# Peak Point Lemma

## Theorem

Let $\sequence {x_n}$ be a sequence in $\R$ which is infinite.

Then $\sequence {x_n}$ has an infinite subsequence which is monotone.

## Proof 1

There are $2$ cases to consider.

First, suppose that every set $\set {x_n: n > N}$ has a maximum.

If this is the case, we can find a sequence $n_r \in \N$ such that:

$\ds x_{n_1} = \max \set {x_n: n > 1}$
$\ds x_{n_2} = \max \set {x_n: n > n_1}$
$\ds x_{n_3} = \max \set {x_n: n > n_2}$

and so on.

From the method of construction, $n_1 < n_2 < n_3 < \cdots$, so at each stage we are taking the maximum of a subset of the previous set.
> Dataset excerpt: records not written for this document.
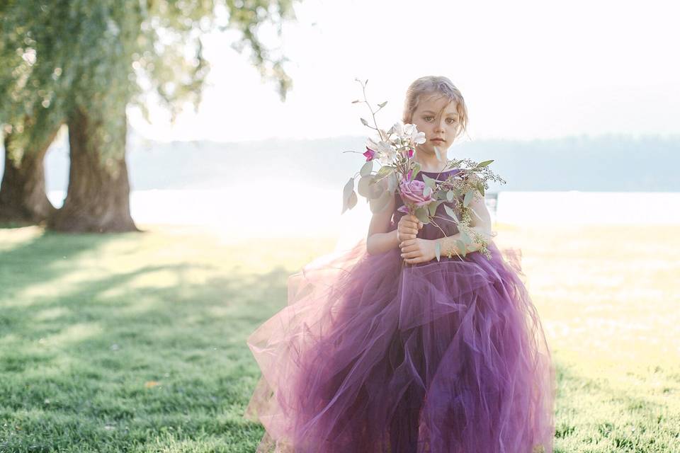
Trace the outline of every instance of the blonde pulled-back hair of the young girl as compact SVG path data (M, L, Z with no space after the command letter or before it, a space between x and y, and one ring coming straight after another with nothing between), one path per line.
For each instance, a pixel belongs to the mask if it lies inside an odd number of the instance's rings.
M424 76L416 79L409 85L406 91L406 100L404 101L404 115L402 120L404 123L413 121L413 113L420 102L421 96L424 94L441 94L455 102L455 109L458 110L458 127L455 132L456 139L463 132L467 132L467 106L465 99L460 94L460 90L444 76Z

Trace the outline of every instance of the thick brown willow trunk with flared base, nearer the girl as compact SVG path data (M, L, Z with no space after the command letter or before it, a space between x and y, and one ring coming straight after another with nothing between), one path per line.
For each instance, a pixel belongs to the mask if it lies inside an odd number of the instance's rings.
M125 112L123 111L123 115ZM126 121L124 122L124 124ZM69 187L64 205L47 219L55 231L114 233L140 231L130 216L130 183L125 164L123 126L120 156L101 164L101 153L93 137L98 125L82 110L69 119Z

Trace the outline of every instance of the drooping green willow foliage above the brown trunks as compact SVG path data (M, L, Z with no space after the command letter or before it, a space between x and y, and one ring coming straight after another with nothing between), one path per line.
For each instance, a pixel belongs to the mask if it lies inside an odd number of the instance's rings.
M146 112L154 93L174 118L185 103L200 103L209 69L201 38L215 29L239 30L232 47L249 47L285 99L292 85L285 57L274 59L257 32L271 23L280 36L291 18L293 0L0 1L0 124L13 134L6 152L21 161L78 111L98 125L88 139L102 164L119 157L121 108Z

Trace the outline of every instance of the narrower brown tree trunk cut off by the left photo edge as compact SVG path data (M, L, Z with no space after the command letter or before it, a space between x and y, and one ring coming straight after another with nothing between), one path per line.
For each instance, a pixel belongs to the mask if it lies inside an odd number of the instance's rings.
M21 163L9 158L11 132L4 138L5 168L0 183L0 222L39 224L55 212L45 193L45 165L47 149L54 141L59 128L37 149L24 151Z

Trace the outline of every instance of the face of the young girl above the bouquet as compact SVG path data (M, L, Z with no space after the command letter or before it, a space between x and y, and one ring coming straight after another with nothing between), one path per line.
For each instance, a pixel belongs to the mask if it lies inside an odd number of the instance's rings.
M426 154L435 154L438 147L443 159L446 150L453 144L458 132L458 110L455 101L451 101L440 93L423 95L413 113L411 122L420 132L425 132L426 141L417 145L417 150ZM438 141L437 139L442 139Z

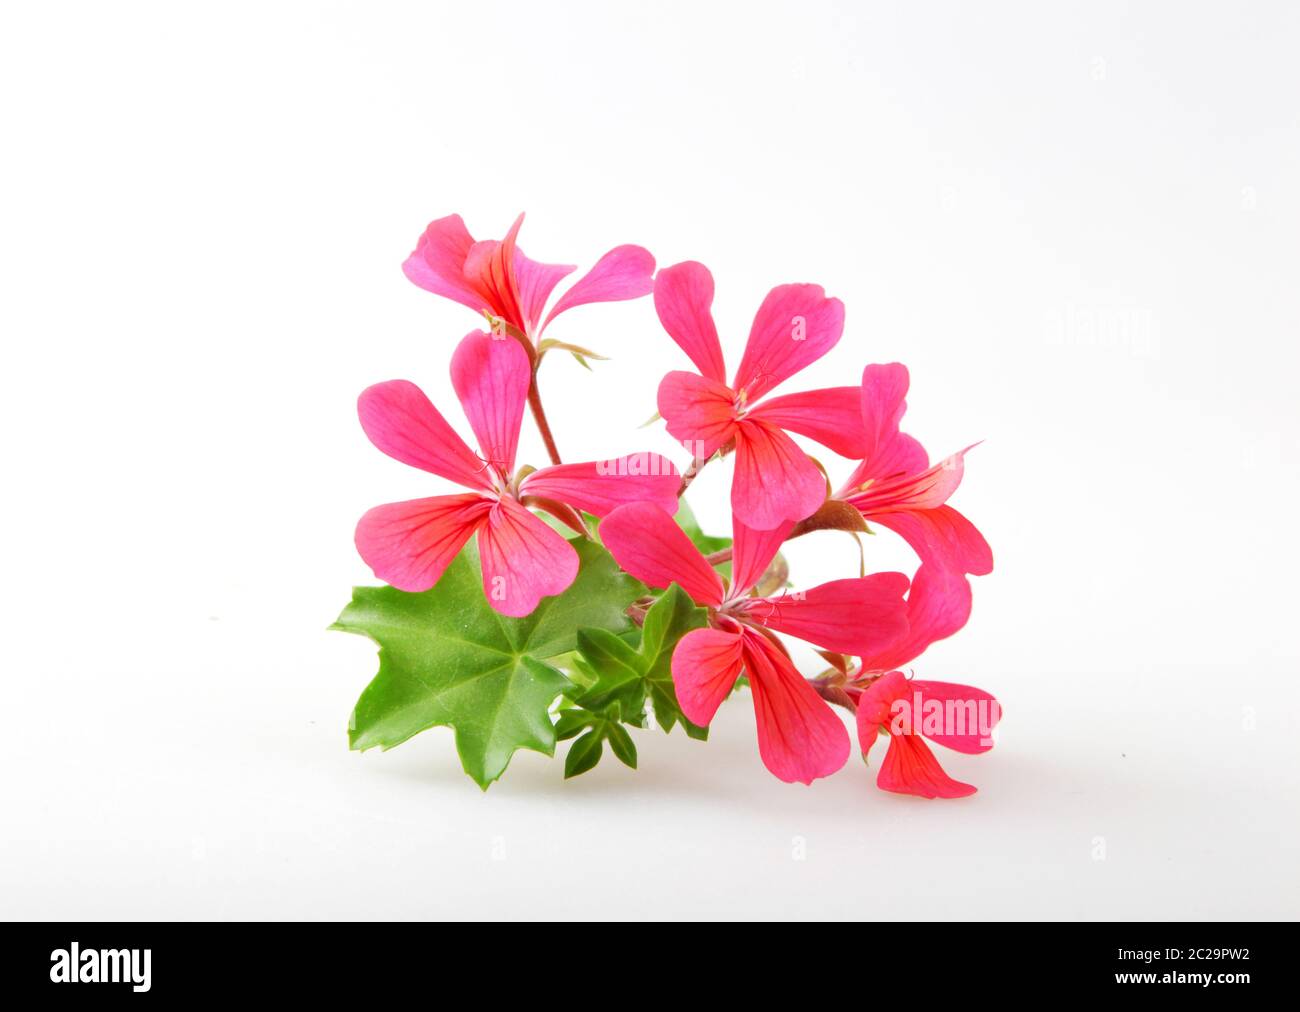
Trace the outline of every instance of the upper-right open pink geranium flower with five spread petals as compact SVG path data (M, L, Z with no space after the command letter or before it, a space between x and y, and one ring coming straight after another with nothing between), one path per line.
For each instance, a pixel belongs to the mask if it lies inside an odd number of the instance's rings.
M659 384L659 414L697 460L734 441L732 511L770 531L811 515L826 499L826 477L786 434L797 432L845 457L862 455L861 393L855 386L762 398L835 347L844 303L820 285L780 285L767 293L745 355L727 384L712 317L714 278L703 264L664 268L654 304L664 330L699 369L670 372Z

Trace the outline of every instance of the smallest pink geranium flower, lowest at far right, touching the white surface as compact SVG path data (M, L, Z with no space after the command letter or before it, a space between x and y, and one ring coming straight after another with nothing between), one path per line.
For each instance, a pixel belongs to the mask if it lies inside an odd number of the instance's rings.
M931 643L950 636L970 617L971 592L953 570L922 566L907 593L907 635L862 658L848 693L857 700L858 744L866 756L881 731L889 735L876 786L919 797L966 797L968 783L954 780L922 738L970 754L993 747L989 736L1001 718L997 700L984 689L952 682L907 679L896 669L915 659Z

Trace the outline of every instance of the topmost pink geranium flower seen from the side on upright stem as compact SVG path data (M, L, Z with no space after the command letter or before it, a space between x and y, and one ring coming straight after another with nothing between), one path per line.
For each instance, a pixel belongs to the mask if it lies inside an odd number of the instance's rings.
M590 302L619 302L654 289L654 258L640 246L615 246L560 297L543 319L562 278L577 268L529 260L516 246L520 215L504 239L474 241L460 215L429 224L402 271L411 281L510 324L534 342L556 316Z

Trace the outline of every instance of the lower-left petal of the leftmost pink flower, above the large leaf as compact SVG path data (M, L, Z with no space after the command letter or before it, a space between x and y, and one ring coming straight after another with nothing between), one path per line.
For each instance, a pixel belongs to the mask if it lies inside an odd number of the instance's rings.
M376 506L356 526L356 550L399 591L428 591L491 510L482 496L436 496Z

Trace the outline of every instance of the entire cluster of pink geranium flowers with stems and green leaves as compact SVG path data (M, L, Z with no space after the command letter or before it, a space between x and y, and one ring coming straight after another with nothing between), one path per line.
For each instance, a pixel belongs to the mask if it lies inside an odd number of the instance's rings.
M471 552L482 601L506 617L499 622L520 620L524 628L541 620L546 602L573 600L573 627L554 633L554 652L511 671L511 679L540 679L532 688L547 686L542 704L552 705L540 718L536 708L524 714L520 704L515 715L530 726L517 740L482 743L488 752L504 749L500 769L514 748L554 749L556 738L580 732L567 764L571 775L594 764L602 741L634 765L624 726L645 726L647 706L666 730L677 719L703 736L722 702L748 684L759 756L781 780L811 783L845 765L852 741L832 709L841 706L855 715L864 758L878 738L888 739L876 778L880 788L922 797L974 793L944 773L923 739L965 753L987 751L1000 717L997 701L970 686L904 674L930 644L965 626L971 610L967 578L993 567L983 536L948 502L970 447L931 464L922 445L900 429L909 386L900 364L867 366L852 386L772 395L844 333L844 304L819 285L780 285L767 294L728 380L711 310L714 278L703 264L680 263L655 274L646 250L619 246L547 311L555 287L575 268L525 256L517 245L521 222L523 216L500 241L474 241L459 216L439 219L403 264L421 289L485 320L451 355L452 388L477 449L406 380L368 388L358 406L361 427L380 450L464 489L367 513L356 528L356 548L376 576L396 592L432 594L432 604L448 567ZM599 356L543 334L577 306L651 293L663 329L694 366L668 372L658 386L659 415L690 451L689 462L679 472L671 460L641 451L563 463L542 406L538 367L556 349L584 364ZM525 410L537 423L549 466L517 467ZM858 463L832 492L823 464L792 434ZM711 545L679 514L682 493L706 464L728 457L734 460L732 537L714 539L724 546L706 552ZM919 563L910 579L863 571L790 588L779 554L785 541L815 531L857 536L870 531L868 524L896 532L911 546ZM861 545L853 550L855 562L859 552ZM602 593L629 600L582 597L580 571L594 571L602 558L610 579L618 580L607 587L624 588ZM675 618L664 618L679 598ZM578 617L580 604L589 618ZM460 620L455 615L462 613L451 614ZM471 619L463 622L458 632L469 639ZM634 646L640 624L645 630ZM447 635L439 628L429 633L433 659L424 658L426 663L438 662L437 637ZM815 646L827 667L806 678L784 636ZM511 643L519 661L526 632ZM528 687L503 682L500 699L486 692L480 699L469 695L468 667L456 670L469 662L460 654L442 662L443 669L412 684L443 688L429 688L429 700L403 697L395 706L406 708L402 714L428 710L411 734L433 723L454 726L464 758L474 728L489 723L499 732L499 714L524 699ZM452 691L465 693L458 712L447 702ZM481 782L493 778L485 774Z

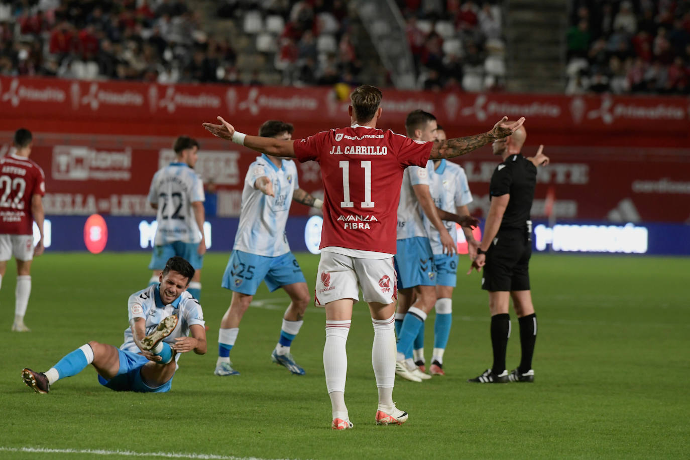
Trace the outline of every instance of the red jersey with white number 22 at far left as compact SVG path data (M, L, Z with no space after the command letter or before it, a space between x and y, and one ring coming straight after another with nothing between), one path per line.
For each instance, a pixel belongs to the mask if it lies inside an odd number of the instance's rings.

At each stage, the previous maximum has already been taken as the previous term in the sequence.

Thus, $\sequence {x_{n_r} }$ is a decreasing subsequence of $\sequence {x_n}$.

$\Box$

Second, suppose it is not true that every set $\set {x_n: n > N}$ has a maximum.

Then there will exist some $N_1$ such that $\set {x_n: n > N_1}$ has no maximum.

So it follows that, given some $x_m$ with $m > N_1$, we can find an $x_n$ following that $x_m$ such that $x_n > x_m$.

(Otherwise, the biggest of $x_{N_1 + 1}, \ldots, x_m$ would be a maximum for $\set {x_n: n > N_1}$.)

So, we define $x_{n_1} = x_{N_1 + 1}$.

Then $x_{n_2}$ can be the first term after $x_{n_1}$ such that $x_{n_2} > x_{n_1}$.

Then $x_{n_3}$ can be the first term after $x_{n_2}$ such that $x_{n_3} > x_{n_2}$.

And so on.

Thus we get an increasing subsequence of $\sequence {x_n}$.

$\Box$

There exist only these two possibilities.

From each one we get a subsequence that is monotone:

one is decreasing
one is increasing.

We can of course choose instead to investigate whether every set $\set {x_n: n > N}$ has a minimum.

The same conclusion will be reached.

$\blacksquare$

## Proof 2

A coastal town in Spain has an infinite row of hotels along a road leading down to the beach.

The tourist bureau which rates these hotels has a special designation for any hotel having a view of the sea.

Any hotel which is at least as tall as the rest of the hotels on the road to the sea receives this view-rating.

Starting with the hotel farthest from the sea, let $x_1, x_2, \ldots$ denote the heights of the hotels as we travel along the road to the beach.

One possibility is that an infinite number of hotels are view-rated.

In this case the heights of these hotels form a decreasing (i.e. nonincreasing) subsequence of the original sequence of heights.

The other possibility is that only a finite number of hotels are view-rated.

In this case we can obtain an increasing subsequence as follows.

Walk along the road to the beach past all the view-rated hotels.

Let $n_1$ be the index of the next hotel.

Since it does not have a view of the sea, there is a taller hotel nearer the shore which blocks the view.

Let $n_2$ be the index of that taller hotel.

Since it is not view-rated, it does not have a view of the sea.

Thus there must be an even taller hotel nearer the shore which blocks the view.

In this way we generate a list of indices $n_1 < n_2 < n_3 \cdots$ of taller and taller hotels.

This gives an increasing subsequence $x_{n_1}, x_{n_2}, x_{n_3}, \ldots$ of the original sequence.

$\blacksquare$

## Also known as

This result is also known as the Spanish hotel theorem, as is apparent from proof 2.